Durée de détention en hausse
Traditionnellement fixée à cinq ou six ans, la durée moyenne de détention des actifs par les fonds grimpe à plus de huit ans. Cette inertie génère une baisse des taux de rendement interne (IRR), et fragilise les promesses faites aux investisseurs institutionnels. Le blocage des sorties freine mécaniquement la rotation des portefeuilles, et impacte la capacité des fonds à lever de nouveaux véhicules.
Le private equity face au vertige de ses propres promesses
Des performances sous pression
L’accumulation d’actifs non investis nuit à la performance des fonds. Moins de deals conclus signifie une dilution de la rentabilité attendue. Or, de nombreux fonds avaient levé du capital en promettant des rendements à deux chiffres, difficilement tenables dans ce contexte de marché gelé. Les investisseurs institutionnels, en quête de rendement stable, commencent à exprimer leur impatience.
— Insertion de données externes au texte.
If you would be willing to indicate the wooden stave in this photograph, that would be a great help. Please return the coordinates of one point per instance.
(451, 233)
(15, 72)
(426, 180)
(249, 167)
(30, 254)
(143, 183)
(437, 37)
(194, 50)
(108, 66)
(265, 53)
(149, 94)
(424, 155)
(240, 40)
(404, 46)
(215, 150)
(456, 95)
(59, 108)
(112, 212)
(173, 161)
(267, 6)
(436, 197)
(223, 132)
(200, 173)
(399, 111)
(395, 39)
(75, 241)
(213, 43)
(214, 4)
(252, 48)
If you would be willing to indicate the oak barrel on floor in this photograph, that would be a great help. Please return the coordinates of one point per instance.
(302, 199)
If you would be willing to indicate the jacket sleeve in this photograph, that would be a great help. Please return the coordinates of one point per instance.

Une image fragilisée auprès des LPs
Pour les Limited Partners (LPs), cette paralysie crée des doutes… Comment justifier des frais de gestion sur des fonds qui n’investissent pas ? Comment arbitrer entre fonds actifs, mais survalorisés, et fonds inactifs, mais prudents ? Ce questionnement pousse certains à se tourner vers d’autres classes d’actifs (infrastructures, dette privée, voire hedge funds) plus agiles face à l’incertitude.
Le marché secondaire peut-il désengorger le private equity ?
Le marché secondaire, longtemps vu comme un amortisseur naturel, montre ses limites. Certes, il permet de réinjecter de la liquidité, mais à des conditions de plus en plus défavorables pour les vendeurs. Selon Jefferies, les remises sur la valeur nette d’inventaire (NAV) peuvent atteindre jusqu’à 30 %. Ce désalignement des prix crée un cercle vicieux, les fonds préférant conserver leurs actifs que de les brader. Ce qui aggrave encore la congestion.
Quelles perspectives pour 2026 ?
Les professionnels du secteur envisagent plusieurs pistes pour sortir de l’impasse :
- Une baisse progressive des taux pourrait relancer les LBO en 2026, à condition que les valorisations s’ajustent.
- L’essor des fonds « evergreen » ou des stratégies secondaires spécialisées pourrait fluidifier le marché.
- Certains fonds explorent des solutions hybrides, mêlant dette privée, co-investissement direct ou investissements dans des entreprises non cotées, mais matures.
Reste que le private equity devra sans doute revoir sa promesse : dans un monde plus incertain, la performance ne pourra plus reposer sur la dette bon marché et les multiples de sortie élevés. Elle devra s’appuyer sur la création de valeur opérationnelle réelle.